To ensure that successive generations of students understood the responsibilities that awaited the thinking citizen, universities established new “Great Books” courses. Their aim was to introduce the young to the accumulated wisdom of canonical texts of liberal thought. Thus emerged “the Western tradition.” This had a narrative arc all its own. Typically it kicked off with a Greek victory against the Persians and ended up with the Greeks’ modern English-speaking heirs, whether in Oxford or New Haven, dishing it to the Huns, and later the Nazis, whilst keeping other threats such as the Soviets at bay.
In the 1970s, this approach came under fire. “Western civ” was decried for Eurocentrism and purged from many undergraduate curricula.
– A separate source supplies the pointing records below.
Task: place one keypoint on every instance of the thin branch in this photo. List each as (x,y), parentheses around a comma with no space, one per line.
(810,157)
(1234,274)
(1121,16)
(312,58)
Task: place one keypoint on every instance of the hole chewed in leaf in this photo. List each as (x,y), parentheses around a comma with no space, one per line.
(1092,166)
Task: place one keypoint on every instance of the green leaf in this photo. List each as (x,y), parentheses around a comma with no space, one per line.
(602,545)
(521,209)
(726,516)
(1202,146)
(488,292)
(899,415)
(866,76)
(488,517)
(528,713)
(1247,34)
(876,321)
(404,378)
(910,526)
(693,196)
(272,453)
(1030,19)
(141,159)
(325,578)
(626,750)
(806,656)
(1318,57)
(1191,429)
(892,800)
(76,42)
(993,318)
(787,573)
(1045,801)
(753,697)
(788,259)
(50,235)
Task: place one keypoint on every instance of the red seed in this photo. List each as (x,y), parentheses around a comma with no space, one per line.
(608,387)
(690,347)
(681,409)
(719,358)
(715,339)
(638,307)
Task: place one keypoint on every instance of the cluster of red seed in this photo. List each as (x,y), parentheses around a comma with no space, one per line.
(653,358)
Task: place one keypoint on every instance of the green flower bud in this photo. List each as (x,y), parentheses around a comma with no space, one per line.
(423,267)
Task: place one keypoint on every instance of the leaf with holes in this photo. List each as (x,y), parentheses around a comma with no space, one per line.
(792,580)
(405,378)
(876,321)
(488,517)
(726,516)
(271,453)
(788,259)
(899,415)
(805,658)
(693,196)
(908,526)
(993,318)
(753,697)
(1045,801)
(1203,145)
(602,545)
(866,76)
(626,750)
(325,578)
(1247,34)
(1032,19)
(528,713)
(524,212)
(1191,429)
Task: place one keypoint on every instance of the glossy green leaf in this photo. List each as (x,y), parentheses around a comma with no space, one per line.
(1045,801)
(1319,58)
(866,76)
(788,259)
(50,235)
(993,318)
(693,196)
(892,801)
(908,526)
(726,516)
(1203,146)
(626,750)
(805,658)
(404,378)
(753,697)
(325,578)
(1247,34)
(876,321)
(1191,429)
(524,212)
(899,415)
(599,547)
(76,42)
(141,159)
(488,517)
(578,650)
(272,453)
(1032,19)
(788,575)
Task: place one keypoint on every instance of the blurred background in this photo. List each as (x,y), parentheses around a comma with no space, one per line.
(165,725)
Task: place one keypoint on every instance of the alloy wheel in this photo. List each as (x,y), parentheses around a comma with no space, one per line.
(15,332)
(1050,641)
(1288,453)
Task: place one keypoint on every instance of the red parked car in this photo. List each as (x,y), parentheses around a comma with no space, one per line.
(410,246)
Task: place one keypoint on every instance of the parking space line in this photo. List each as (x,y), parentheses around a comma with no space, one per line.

But as in clothes, so in intellectual fashion: if you wait long enough the pendulum usually swings back. Today, universities that gave up their Great Books courses a generation ago are looking for ways of restoring them. This is not because they wish to turn out a new generation of imperial proconsuls. Nor, in an era of globalisation, are they stupid enough to think there is much mileage in uncritically reaffirming Western superiority. Rather, political philosophy is popular again; a time of sweeping domestic and international institutional crisis is also one which pushes students back to first principles.
Which brings us to On Politics, an engaging and smart survey of major political thinkers from Herodotus to the era of globalisation. Its author, Alan Ryan, is an authority on JS Mill and John Dewey but as this book testifies, his range is much wider. He has been teaching political thought for a long time but preserves an enviable verve and freshness in his writing, as readers of his pieces in the New York Review of Books in particular will know. On Politics is very much an expression of the Great Books pedagogic tradition. It is an illustration of its manifold strengths and its limitations as well.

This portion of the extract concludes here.